Early space missions consisted of bespoke components communicating with facilities on Earth. Today this model has been updated with off-the-shelf components and reusable launch systems that lower mission cost into low-earth orbit. Extending this model to develop a sustainable off-earth economy requires bringing the concept of reconfigurable computing agents to deep space.
Mission Control Space Services (Mission Control) proposes a new distributed compute paradigm for space assets that uses low-power hardware and machine learning to provide secondary life stages to space components; creating a robust, versatile framework we call Federated Reconfigurable Infrastructure via Edge Devices in Space (FRIENDS).
Space mission lifecycles go from Phase A to E, after which assets are often abandoned. This open-loop process creates issues with high mission costs from single-use systems and worsens space debris. To steward our responsibilities in space we must update the mission concept to embrace lifecycles that re-purpose components.
Moving away from the single-use spacecraft and towards a mission-agnostic paradigm, software-defined systems can repurpose assets to accomplish new tasks. Compute systems with cognitive software can be repurposed in this way, especially when coupled with distributed learning approaches.
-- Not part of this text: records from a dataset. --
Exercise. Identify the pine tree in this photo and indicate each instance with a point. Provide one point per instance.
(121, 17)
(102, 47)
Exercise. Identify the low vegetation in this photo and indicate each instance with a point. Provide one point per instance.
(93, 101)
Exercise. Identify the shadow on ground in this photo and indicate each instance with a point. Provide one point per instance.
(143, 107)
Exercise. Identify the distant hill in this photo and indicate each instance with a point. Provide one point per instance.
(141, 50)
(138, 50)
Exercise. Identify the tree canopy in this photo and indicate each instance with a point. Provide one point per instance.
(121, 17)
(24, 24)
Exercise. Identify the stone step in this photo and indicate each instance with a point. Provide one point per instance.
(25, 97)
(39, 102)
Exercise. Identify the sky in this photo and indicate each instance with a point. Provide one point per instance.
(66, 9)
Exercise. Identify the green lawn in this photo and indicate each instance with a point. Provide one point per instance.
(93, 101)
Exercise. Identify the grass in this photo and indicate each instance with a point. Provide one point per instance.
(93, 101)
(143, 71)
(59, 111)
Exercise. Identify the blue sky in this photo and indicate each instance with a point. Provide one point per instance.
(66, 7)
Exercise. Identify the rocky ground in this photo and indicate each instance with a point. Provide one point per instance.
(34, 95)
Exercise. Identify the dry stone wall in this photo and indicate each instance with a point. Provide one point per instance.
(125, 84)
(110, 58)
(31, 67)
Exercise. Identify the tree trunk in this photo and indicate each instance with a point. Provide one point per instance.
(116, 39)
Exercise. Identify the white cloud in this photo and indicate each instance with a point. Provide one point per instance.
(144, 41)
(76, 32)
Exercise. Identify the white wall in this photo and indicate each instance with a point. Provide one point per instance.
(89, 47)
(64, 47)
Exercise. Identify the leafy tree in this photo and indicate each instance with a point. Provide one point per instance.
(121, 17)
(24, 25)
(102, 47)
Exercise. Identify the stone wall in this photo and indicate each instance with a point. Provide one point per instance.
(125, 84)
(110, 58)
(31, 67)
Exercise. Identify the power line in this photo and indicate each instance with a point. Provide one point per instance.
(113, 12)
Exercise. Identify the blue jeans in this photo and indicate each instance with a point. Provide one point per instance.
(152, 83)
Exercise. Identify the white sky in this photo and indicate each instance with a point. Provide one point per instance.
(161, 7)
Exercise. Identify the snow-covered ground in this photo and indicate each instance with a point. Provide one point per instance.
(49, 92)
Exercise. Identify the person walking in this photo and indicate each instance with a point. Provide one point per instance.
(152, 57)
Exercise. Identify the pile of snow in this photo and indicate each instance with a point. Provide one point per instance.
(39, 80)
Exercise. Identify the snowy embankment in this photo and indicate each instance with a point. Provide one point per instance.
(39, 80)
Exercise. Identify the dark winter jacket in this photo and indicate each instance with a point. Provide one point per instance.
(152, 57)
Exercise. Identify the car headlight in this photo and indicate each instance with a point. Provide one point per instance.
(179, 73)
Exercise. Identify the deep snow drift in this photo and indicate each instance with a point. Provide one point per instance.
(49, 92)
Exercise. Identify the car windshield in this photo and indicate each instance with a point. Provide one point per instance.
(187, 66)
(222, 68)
Mission Control aims to demonstrate FRIENDS’ feasibility by retrofitting its rover platforms with deep learning software that turns each one into a node in a lunar network. Using low-power neural network implementations our models will be updated across the network using federated learning, foregoing large data transfers. As additional compute becomes available on the lunar cloud, such as the telemetry system on a lander, FRIENDS repurposes these assets to aid in other tasks. We will deploy the FRIENDS system in our analogue lunar environment to demonstrate its potential for reuse and reconfigurability in a new era of space-based Cognitive Cloud Compute.